Posts Tagged ‘Mary Babcock’

February 10, 2012

February 10, 2012

Snow

After Denver was inundated with snow on the second of this month I emailed a friend: How much snow in your area?  Have you tricked your dog into fetching snowballs?  Over 30 year ago (December 7, 1971) Tucson had the most snow ever recorded – about 7 inches.  I was teaching back then and, of course, school was cancelled.  Our dog went crazy in the backyard, and tried to fetch our snowballs!  She sent me a video of her dog bouncing through the snow (which I can’t insert into this blog unless I buy more space) and this note:

It was GREAT, I believe that there was about 18” in my yard.  I wish I would have thought about trying to get Maggie to fetch the snowballs!  She loves to play Frisbee and would probably try to catch the snow.

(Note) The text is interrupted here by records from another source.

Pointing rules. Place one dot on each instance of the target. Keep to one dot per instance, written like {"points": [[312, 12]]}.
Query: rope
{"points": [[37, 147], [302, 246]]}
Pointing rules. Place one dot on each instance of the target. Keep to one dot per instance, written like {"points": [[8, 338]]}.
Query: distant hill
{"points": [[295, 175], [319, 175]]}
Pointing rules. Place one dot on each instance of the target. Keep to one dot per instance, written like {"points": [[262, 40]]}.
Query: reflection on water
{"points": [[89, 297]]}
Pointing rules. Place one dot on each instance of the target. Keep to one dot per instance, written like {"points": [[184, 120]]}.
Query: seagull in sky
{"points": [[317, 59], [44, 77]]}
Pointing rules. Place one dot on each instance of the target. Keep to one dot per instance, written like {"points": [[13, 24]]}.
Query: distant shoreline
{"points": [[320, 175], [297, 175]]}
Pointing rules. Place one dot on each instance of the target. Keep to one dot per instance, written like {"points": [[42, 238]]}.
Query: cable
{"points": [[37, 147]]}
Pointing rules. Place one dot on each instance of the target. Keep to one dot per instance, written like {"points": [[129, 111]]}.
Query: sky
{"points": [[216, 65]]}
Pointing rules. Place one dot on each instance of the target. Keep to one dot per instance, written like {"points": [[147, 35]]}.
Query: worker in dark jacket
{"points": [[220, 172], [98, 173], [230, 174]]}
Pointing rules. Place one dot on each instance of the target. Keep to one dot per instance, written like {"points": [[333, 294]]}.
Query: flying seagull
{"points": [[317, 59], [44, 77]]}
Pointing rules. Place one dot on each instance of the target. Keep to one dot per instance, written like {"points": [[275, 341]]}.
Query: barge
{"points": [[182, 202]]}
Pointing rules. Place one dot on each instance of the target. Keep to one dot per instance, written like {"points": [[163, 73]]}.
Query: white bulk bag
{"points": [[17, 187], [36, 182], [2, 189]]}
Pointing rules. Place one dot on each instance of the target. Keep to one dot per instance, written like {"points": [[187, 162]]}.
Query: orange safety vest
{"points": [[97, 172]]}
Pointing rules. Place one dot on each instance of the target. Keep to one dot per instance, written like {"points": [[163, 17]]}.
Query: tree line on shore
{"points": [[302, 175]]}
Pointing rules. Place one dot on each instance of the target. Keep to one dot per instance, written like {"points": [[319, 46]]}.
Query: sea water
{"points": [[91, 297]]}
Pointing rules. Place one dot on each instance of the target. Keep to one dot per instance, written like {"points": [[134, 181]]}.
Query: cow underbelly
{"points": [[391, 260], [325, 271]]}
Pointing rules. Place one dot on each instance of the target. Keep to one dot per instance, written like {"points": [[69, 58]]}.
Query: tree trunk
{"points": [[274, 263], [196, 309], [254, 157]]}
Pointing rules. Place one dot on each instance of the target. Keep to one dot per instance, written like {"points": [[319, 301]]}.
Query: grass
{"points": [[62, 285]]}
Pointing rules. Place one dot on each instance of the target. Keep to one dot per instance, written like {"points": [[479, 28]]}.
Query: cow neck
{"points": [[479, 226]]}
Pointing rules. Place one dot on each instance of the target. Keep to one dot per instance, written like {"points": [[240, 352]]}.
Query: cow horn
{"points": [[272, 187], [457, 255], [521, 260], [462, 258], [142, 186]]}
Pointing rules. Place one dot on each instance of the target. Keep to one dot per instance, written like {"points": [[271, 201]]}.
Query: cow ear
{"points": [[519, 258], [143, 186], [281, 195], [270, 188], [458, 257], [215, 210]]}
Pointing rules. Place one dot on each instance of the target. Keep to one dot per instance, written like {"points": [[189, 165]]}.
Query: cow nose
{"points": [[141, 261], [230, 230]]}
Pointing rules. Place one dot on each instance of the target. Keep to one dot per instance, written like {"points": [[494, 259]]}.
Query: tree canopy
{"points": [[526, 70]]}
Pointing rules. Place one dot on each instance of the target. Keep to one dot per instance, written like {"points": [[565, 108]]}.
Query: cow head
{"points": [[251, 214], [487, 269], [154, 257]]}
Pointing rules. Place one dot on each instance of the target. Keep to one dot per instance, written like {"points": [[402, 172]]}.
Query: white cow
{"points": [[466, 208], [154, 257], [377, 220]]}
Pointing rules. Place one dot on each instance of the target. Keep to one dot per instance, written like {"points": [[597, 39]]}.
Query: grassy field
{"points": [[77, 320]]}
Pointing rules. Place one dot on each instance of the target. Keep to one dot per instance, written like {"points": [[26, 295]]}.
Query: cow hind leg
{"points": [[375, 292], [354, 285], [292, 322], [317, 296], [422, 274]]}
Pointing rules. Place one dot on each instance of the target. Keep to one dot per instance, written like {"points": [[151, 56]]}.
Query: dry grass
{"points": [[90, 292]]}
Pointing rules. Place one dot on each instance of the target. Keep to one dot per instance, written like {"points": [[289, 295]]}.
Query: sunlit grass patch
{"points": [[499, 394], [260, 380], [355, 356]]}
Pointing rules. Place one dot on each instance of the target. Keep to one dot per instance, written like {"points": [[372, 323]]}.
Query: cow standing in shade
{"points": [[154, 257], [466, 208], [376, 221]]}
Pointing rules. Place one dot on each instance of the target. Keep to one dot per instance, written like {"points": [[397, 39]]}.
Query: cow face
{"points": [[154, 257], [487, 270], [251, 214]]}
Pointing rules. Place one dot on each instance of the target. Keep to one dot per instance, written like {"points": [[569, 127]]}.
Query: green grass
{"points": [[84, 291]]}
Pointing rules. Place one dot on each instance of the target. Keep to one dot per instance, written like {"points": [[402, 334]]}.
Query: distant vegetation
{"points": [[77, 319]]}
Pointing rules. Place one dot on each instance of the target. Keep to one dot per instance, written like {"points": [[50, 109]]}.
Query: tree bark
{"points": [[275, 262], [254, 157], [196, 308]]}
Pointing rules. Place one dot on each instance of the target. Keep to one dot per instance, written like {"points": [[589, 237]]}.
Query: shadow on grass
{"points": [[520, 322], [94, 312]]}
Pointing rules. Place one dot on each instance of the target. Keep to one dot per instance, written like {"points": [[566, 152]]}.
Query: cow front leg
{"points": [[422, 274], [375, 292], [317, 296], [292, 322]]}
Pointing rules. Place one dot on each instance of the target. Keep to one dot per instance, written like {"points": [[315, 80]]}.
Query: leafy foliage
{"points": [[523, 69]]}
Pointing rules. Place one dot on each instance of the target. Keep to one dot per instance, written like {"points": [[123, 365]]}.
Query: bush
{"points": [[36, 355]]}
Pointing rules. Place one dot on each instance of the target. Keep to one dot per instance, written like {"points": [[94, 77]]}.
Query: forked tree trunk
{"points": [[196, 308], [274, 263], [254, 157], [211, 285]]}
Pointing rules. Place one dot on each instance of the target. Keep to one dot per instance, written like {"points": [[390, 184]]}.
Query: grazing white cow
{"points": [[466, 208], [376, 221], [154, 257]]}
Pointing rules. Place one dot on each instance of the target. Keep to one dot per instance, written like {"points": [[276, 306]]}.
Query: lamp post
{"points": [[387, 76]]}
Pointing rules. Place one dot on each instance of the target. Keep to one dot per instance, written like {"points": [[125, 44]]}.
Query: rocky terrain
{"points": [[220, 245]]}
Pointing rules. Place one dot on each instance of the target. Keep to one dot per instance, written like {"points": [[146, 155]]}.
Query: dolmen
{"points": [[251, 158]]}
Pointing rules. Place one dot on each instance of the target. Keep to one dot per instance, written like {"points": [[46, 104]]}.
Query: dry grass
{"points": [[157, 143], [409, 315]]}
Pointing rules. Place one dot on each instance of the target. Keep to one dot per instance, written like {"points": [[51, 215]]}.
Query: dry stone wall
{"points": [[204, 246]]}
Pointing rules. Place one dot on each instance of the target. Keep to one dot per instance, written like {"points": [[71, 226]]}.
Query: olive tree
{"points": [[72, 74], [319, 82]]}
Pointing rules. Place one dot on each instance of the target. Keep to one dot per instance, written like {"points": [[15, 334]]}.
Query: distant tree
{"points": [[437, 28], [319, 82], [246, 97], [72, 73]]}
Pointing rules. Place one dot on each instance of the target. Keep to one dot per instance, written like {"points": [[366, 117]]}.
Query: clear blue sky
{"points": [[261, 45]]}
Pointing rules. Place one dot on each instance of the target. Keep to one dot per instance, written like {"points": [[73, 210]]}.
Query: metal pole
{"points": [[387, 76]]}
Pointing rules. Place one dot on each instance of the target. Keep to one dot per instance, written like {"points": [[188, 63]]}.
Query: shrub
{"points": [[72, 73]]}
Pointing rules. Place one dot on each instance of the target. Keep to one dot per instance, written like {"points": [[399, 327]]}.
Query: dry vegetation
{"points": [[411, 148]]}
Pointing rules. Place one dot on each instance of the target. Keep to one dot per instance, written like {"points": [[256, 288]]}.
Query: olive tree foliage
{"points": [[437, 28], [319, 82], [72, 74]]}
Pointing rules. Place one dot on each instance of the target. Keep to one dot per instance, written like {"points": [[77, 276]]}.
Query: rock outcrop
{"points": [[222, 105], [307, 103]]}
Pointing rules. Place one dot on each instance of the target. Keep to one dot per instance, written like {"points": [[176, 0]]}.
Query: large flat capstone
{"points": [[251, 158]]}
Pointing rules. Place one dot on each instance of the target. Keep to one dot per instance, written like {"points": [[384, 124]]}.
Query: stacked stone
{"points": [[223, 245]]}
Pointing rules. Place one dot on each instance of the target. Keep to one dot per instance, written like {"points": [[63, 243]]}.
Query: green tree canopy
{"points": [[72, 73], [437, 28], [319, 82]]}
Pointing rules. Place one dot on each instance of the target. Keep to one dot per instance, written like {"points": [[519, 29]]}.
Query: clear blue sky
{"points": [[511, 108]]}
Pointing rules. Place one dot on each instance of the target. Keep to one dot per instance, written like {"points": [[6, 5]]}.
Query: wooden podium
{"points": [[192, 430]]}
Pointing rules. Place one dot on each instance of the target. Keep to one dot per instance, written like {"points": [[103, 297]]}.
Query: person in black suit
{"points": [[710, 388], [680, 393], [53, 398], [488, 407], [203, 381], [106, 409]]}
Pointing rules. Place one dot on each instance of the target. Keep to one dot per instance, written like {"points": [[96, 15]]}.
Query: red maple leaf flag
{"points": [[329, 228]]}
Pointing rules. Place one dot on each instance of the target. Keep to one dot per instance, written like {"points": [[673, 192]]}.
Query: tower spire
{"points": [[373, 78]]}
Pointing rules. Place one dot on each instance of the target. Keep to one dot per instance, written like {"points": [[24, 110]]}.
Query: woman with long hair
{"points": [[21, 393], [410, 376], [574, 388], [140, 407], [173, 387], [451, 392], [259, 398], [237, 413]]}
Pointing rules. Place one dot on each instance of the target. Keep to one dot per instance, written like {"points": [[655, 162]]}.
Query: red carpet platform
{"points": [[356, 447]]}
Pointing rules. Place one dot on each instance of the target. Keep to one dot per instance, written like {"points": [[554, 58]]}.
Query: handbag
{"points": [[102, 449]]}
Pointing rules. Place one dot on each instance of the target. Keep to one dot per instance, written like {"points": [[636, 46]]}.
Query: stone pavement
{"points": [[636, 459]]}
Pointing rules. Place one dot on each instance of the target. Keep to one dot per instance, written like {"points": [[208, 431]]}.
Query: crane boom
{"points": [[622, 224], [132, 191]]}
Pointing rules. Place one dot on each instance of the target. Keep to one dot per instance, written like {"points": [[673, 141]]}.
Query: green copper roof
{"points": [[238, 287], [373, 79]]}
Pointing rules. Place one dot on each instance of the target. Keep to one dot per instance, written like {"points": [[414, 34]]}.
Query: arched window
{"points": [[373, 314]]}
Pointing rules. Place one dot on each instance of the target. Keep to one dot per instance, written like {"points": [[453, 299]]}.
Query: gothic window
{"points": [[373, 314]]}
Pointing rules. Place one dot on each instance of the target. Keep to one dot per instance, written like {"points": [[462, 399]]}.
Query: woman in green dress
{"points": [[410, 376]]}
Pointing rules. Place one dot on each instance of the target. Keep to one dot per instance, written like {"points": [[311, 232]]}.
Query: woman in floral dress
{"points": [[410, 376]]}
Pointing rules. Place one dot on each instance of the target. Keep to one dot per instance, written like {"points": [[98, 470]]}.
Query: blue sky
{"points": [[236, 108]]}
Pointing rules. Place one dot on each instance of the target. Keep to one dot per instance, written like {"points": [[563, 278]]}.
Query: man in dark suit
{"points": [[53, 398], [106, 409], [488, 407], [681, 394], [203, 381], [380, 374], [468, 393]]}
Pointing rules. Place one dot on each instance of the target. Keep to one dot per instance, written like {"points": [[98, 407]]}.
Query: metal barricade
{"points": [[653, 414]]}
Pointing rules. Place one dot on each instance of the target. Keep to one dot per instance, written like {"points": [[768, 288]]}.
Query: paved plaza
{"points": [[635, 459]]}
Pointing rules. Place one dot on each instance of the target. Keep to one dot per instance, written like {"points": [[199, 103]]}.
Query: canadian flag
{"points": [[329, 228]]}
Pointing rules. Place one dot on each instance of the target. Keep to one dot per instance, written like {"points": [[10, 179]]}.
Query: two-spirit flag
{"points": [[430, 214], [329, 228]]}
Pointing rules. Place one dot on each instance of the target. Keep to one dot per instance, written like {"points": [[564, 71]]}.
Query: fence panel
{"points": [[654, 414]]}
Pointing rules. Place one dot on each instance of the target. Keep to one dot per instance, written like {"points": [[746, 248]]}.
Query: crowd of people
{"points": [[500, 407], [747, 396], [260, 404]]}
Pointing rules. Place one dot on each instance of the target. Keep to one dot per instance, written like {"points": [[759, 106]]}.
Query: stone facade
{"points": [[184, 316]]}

By contrast, here in Tucson it’s supposed to be 76° today and 80° tomorrow.

Art

TMA’s Contemporary Art Society went to an ArtSpeak program at the Davis Dominguez gallery last weekend.  Duncan Martin, a realist landscape painter from Colorado, and abstract sculptor Barbara Jo McLaughlin spoke about their work.

Barbara’s works were inspired by her trips to pre-Columbian ruins inCentral and South America.  (No photos of her sculptures.  I should take my camera when I go to galleries!)

Duncan’s 15 pieces are the beginning of his 58 in 58 painting project: Painting in All 58 National Parks in 58 Months.  Shown here is Morning, Needles, Canyonlands  48″ x 60″ oil on canvas.  http://duncanmartin.squarespace.com/

The Pima Community College west side campus where I work has a nice little gallery, the Louis Carlos Bernal Gallery, in the Center for the Arts, the building on the east side of the campus.  I’d gone to a number of musical performances at the Center, but had never been in the gallery until my friend, Nancy Tokar Miller, asked me to the opening of EAST/PACIFIC/WEST: CONFLUENCE this week where she and two fabric artists, Claire Campbell Park and Mary Babcock, are shown.  Beautifully curated.  Here is Nancy’s Over Molokai,  62” x 66” acrylic on canvas.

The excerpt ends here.